Art and Design give learners a platform to express themselves, sparking imagination, creativity, and developing transferable skills. Students explore and push boundaries to become reflective, critical and decisive thinkers. They learn how to articulate personal responses to their experiences.
 
What will students learn?
    • Develop creative skills that will help with many aspects of their future learning and development;
    • Learn to see themselves as artists and become increasingly reflective and independent;
    • Develop the skills needed to express ideas creatively and to communicate visually;
    • Understand their place and the place of others in a creative, innovative and interconnected world.

Music

Music fosters creativity and builds confidence. It helps learners to express themselves and shows them the importance of communication as they learn to connect with other musicians and with audiences.
 
Learners explore music as performers, composers and informed listeners.
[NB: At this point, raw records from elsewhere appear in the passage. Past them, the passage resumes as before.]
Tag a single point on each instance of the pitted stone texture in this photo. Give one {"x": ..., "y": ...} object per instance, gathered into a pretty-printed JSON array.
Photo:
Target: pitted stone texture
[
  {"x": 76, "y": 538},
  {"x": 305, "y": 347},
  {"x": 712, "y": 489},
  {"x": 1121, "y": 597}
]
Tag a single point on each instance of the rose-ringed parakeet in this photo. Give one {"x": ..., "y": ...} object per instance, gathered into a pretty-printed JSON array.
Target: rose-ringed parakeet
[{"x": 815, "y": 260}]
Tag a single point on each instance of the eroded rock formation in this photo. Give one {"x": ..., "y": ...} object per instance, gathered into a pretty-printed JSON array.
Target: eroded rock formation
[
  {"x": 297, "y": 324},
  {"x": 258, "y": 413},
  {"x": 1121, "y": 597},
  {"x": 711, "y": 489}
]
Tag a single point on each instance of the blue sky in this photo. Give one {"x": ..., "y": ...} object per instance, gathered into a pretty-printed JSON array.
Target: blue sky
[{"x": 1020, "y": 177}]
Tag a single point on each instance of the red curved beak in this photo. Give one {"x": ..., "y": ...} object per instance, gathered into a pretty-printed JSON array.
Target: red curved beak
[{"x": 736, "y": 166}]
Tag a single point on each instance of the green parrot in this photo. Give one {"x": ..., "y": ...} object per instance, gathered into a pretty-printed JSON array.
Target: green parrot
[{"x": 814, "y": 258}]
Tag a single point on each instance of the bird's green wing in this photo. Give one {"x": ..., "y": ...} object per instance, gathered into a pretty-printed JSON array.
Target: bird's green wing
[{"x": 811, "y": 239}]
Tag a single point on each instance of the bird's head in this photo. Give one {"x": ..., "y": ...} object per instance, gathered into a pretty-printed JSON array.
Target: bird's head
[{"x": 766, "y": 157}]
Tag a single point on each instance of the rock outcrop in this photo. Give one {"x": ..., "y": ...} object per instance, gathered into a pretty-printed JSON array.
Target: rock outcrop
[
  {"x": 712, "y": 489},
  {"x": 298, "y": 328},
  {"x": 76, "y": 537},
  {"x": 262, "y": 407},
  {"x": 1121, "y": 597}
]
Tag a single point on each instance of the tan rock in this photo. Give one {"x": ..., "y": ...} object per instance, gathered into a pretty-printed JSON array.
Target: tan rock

They make, understand and appreciate music from different cultures, times and places, helping them to develop leadership and collaboration skills as well as self-confidence.
 
What will students learn?
    • To cultivate a joy of music through participating in meaningful and enjoyable experiences;
    • To develop the knowledge, skills and attitudes necessary to contribute as musicians;
    • To collaborate with others in purposeful and expressive ways through singing and playing instruments;
    • To nurture their individual and collective creativity;
    • To use their growing knowledge to explore and generate music that is unique, relevant and valuable.

Drama

Drama fosters a “teamwork spirit” as students learn to work together, to share confidently, to laugh and participate together, and to listen and watch others with empathy and compassion.
 
Drama gives students the opportunity to enact and understand drama, recognising it as a practical art form in which ideas and meaning are communicated to an audience through choices of form, style and convention.
 
What will students learn?
    • To apply knowledge and understanding when making, performing and responding to drama;
    • To explore performance texts, understanding their social, cultural and historical contexts including the theatrical conventions of the period in which they were created;
    • To develop a range of theatrical skills and apply them to create performances;
    • To work collaboratively to generate, develop and communicate ideas;
    • To develop as creative, effective, independent and reflective students, able to make informed choices in process and performance;
    • To contribute as an individual to a theatrical performance;
    • To reflect on and evaluate their own work and that of others;
    • To develop an awareness and understanding of the roles and processes undertaken in contemporary professional theatre practice;
    • To adopt safe working practices.